Que the Iraq war part deux. Immediately followed by the Afghan invasion.
Paid for on credit card. Brrrrrrrrrrrrrrrrrrrrrrrrrrrrrrr.
Don’t forget the giant expansion of the government under Bush² either, the TSA, DHS, Medicare expansion
The aughties fucked over the entire upcoming century. Obama swaging the wall street plutocrats after 2008 with, not just the bail outs, but with relaxing corporate control of rental property is looking really, REALLY short sighted about now
Trump repealing Obama’s DoddFrankLite is gonna come back and haunt us too, when wall street implodes in the inevitable 2008 repeat, because if you can trust a banker to do anything, it’s to suck as much blood out as possible and let the public pay for life support. It’s gonna happen again. Guaranteed.
You can still buy one for that, as long as you don’t mind living in Flint and like the taste of lead.
I got one in a niceish area for that. All you have to do is buy a small foreclosure and then spend literal years renovating while you live somewhere else and run up a bunch of high interest credit card debt paying for those renovations. 🥲
Man you just dashed my only last real dream of home ownership with your reality. I was like yeah I’ll just find a fixer upper and make it work. I know better now. Thanks for the heads up.
That’s it? Sign me up.
That’s $10.39/hr adjusted for inflation.
Imagine if the average home was $114,290 adjusted for inflation.
Houses were smaller back then and priced more appropriatly because they weren’t being bought up for renting and as financial safe-haven by financial entities. The majority of new homes are 2,500+sqft, average new homes in the post-war era were around 1,000sqft. In the 70s average homes were around 1,500sqft.

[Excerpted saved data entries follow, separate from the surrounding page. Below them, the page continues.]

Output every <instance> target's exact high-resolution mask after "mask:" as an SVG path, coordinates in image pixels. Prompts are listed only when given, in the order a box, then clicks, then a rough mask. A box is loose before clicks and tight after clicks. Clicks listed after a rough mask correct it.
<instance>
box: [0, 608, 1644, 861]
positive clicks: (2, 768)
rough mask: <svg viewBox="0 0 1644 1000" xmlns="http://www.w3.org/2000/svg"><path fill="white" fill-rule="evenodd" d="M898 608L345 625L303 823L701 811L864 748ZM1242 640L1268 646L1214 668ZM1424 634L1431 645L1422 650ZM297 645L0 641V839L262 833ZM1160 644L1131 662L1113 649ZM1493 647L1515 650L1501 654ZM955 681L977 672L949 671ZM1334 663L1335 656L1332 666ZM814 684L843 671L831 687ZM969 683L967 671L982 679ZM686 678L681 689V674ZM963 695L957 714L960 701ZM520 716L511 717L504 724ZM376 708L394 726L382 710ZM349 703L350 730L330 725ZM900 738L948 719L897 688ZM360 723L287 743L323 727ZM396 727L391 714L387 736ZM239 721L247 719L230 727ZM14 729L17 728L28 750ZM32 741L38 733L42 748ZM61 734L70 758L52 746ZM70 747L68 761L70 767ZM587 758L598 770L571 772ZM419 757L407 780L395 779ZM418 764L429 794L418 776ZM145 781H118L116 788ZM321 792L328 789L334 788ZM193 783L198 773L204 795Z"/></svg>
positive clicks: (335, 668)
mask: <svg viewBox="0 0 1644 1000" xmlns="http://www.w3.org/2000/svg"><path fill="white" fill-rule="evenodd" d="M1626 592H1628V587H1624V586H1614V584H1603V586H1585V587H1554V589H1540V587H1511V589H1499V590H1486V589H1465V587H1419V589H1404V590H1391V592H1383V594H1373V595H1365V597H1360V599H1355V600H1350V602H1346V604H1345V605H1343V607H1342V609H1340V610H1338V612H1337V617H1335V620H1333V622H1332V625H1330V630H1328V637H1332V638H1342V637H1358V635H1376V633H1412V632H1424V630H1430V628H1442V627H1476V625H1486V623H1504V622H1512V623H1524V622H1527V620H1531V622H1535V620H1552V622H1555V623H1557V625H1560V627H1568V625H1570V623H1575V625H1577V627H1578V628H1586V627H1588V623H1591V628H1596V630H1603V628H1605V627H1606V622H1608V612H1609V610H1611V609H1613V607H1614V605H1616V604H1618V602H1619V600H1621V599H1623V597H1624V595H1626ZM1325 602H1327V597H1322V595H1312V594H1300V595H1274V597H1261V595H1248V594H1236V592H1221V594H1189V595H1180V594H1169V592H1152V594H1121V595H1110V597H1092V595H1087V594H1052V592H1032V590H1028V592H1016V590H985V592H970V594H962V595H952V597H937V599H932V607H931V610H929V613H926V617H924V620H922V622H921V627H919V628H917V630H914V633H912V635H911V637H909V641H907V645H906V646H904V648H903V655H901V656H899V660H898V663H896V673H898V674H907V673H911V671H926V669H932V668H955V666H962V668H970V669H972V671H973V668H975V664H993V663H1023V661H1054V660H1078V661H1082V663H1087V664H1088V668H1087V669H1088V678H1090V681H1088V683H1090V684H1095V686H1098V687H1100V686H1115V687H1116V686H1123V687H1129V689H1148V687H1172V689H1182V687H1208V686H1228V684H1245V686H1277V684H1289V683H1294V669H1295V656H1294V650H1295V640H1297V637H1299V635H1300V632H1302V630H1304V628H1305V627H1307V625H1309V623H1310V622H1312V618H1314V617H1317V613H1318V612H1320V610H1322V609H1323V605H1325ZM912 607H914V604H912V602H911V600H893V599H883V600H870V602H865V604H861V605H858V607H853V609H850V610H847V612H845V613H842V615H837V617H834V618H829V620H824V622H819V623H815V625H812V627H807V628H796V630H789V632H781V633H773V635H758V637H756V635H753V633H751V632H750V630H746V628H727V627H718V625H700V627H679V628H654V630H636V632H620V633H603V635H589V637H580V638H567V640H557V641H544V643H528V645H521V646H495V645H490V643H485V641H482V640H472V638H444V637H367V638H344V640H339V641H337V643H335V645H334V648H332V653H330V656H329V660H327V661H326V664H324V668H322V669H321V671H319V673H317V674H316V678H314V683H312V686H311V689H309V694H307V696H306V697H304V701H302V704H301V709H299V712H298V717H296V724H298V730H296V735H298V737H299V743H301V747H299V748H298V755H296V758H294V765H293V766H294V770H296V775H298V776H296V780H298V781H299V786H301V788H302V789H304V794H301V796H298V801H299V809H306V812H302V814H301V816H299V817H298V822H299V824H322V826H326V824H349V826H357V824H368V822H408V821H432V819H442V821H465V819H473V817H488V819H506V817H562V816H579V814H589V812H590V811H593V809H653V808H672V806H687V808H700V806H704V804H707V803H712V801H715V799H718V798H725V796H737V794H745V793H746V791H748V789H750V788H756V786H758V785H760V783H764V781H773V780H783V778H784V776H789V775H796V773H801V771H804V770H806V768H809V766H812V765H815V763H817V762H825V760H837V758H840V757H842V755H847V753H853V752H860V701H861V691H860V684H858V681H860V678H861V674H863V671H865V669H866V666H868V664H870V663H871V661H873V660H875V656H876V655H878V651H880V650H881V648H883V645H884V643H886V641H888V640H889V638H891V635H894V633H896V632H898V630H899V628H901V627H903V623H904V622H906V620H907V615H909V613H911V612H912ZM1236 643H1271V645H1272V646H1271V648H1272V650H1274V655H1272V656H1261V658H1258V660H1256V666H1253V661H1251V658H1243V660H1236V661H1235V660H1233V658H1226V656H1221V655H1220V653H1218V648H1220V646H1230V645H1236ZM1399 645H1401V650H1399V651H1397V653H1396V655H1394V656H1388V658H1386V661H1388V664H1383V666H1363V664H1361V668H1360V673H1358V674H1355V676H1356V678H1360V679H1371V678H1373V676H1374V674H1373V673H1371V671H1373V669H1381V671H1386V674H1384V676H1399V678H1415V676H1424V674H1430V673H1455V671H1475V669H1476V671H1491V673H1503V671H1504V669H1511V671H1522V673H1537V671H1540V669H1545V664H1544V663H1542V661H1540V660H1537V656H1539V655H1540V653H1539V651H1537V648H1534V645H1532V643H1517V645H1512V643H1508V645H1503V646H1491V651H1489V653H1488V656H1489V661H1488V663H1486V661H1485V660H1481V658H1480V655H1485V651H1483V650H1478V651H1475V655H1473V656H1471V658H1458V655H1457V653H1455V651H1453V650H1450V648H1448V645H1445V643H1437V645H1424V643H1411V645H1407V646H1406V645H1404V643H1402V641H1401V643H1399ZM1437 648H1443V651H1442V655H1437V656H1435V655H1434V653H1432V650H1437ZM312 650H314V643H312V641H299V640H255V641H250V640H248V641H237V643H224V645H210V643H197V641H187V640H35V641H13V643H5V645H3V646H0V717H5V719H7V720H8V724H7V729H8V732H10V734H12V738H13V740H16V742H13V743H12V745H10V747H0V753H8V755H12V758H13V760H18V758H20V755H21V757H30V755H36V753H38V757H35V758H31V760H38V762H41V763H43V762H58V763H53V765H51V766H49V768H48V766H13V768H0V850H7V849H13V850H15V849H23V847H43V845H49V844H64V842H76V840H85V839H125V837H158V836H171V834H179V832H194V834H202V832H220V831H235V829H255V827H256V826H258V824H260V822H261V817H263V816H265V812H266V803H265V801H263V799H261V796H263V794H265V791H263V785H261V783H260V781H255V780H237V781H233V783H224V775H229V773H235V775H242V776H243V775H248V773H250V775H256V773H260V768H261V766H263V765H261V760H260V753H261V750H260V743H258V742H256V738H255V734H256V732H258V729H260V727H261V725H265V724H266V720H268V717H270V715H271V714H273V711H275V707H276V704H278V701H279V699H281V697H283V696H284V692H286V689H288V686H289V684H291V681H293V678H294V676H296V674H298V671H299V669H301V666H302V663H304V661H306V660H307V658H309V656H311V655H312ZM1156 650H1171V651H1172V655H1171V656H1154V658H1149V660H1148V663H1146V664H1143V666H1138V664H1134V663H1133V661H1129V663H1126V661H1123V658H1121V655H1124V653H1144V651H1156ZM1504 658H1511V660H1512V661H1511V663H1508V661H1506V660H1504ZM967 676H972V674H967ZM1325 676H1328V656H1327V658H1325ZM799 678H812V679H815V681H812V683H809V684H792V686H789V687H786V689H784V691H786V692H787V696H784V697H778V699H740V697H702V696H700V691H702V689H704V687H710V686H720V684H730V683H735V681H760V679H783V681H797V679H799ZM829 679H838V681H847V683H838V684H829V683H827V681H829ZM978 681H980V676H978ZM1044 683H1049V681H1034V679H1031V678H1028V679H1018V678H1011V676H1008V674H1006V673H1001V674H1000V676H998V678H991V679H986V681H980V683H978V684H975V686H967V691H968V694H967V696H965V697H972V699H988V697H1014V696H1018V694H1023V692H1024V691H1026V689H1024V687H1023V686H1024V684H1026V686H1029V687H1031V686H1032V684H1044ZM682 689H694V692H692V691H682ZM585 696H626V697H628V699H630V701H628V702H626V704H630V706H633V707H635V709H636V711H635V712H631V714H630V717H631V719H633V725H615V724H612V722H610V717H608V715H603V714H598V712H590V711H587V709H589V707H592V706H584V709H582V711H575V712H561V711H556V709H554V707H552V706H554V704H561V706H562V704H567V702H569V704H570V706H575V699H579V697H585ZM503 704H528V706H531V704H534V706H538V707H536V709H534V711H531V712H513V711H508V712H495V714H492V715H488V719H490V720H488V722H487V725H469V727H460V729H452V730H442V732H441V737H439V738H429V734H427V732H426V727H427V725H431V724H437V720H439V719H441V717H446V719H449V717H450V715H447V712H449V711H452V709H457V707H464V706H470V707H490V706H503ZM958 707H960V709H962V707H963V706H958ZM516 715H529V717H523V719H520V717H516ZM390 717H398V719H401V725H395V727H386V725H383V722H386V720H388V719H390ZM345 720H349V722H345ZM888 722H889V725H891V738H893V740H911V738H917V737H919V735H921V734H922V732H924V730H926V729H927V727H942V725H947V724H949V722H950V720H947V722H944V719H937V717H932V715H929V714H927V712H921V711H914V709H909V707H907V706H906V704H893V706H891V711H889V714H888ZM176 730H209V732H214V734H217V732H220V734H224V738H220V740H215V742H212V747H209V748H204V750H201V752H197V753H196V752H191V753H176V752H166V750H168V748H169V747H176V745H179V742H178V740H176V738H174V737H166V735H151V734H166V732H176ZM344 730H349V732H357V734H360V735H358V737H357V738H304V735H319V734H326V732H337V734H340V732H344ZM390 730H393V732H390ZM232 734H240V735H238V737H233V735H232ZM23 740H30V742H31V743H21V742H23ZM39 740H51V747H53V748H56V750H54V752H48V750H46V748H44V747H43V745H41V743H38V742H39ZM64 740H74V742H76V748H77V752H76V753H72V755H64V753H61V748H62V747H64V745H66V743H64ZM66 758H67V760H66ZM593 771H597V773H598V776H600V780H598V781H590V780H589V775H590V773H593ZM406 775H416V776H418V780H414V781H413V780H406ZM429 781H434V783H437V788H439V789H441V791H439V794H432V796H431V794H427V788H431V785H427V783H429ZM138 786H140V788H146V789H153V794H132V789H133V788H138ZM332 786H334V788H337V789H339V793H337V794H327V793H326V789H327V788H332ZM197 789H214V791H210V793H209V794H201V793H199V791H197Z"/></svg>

There are a lot of homes in the 1,000-1,200sqft range that are under $150k. In my area there are about 1k homes under $150k(2/3 under $120k), there are about 3k priced $150-350k.
You referenced the adjusted price and I am talking about $150k homes because the homes under $120k tend to be houses that need $30k in renovations/repairs because the previous owners stopped doing maintenance and haven’t updated in decades which leaves first-time buyers holding the bag.
Home prices aren’t even the problem, stagnated wages are the problem. The size of homes increasing doesn’t help and people demoing reasonably priced homes to build 2.5+sqft homes doesn’t help. If builders had incentive to build sane starter homes and wages were where they should be, the housing market would be in better shape for people trying to start a life and own property.
'Adjusted for inflation ’ is kind of a joke. If inflation worked the way the adjustments would have you believe, the average home of today would be $120,000 apx. It’s about three times that.
Adjusted for inflation works to show people how much less they’re paying us every year.
And the quality of homes, except for the very rich, was abysmal.
‘Abysmal?’ Because they didn’t have computers and air conditioning? Are you saying that improvements in technology are dependent on inflation?
If you think that they were terrible because they were smaller than the average house today, I suggest you look at the tiny houses and multiple room mate situations people are looking at today. In 1960, If you had three house mates you were probably in prison.